What do you think could be done to actively encourage more women to join the technology market place in general?I think much more needs to happen in schools, and in the media, to try and help the ‘image’ that technology careers have and to help both boys and girls in schools avoid falling into the sort of preconceptions that exist. Ironically this generation is more IT literate and knowledgeable than ever. I have watched my daughter naturally develop IT skills as she makes use of technology in pretty much everything she does, socialising, shopping, studying, playing and so on. She is far more IT literate than many of my customers in a working environment and yet she would describe herself as having no interest in and knowing nothing about ‘technology’ – a self-description driven by not wanting to seen as a ‘geek’! We have a lot of work to do to reposition what IT is all about and what a technology career can be about.

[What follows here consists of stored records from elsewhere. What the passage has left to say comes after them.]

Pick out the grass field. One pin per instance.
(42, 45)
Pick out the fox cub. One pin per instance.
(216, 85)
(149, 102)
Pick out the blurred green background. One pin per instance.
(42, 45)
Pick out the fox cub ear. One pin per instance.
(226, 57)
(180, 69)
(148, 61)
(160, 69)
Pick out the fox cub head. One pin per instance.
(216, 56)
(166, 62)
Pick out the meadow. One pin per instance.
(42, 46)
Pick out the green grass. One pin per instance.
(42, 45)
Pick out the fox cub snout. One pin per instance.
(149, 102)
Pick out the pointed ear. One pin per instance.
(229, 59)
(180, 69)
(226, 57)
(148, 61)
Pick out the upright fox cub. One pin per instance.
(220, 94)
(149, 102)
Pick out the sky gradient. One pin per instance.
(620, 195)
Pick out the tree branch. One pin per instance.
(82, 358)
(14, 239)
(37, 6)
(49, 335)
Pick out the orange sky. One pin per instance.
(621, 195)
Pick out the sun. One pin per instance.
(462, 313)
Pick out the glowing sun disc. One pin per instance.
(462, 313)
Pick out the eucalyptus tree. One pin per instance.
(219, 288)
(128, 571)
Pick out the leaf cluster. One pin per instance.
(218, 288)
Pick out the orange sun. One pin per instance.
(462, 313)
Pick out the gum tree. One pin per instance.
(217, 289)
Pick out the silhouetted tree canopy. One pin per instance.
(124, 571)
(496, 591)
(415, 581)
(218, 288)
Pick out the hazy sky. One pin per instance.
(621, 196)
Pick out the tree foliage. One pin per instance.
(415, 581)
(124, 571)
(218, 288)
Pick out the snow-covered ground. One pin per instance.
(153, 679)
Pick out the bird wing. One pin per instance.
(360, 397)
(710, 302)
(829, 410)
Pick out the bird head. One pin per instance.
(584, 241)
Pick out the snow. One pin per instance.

I also think IT professionals themselves could do more to help. I was disappointed at the UK IT industry awards this year to yet again see groups of young male IT professionals indulging in excessively ‘laddish’ macho behaviour, especially as the evening wore on. The choice of entertainment was also very geared towards a male audience. Men in the profession need to start adopting a slightly more professional attitude if they are going to help change the industry’s image.
If you could give young women looking for a position in the IT market place a single piece of advice what would it be?Be yourself, believe in yourself utterly and go for it. The fact that you’re a woman is totally irrelevant and if you really believe that then so will everyone else.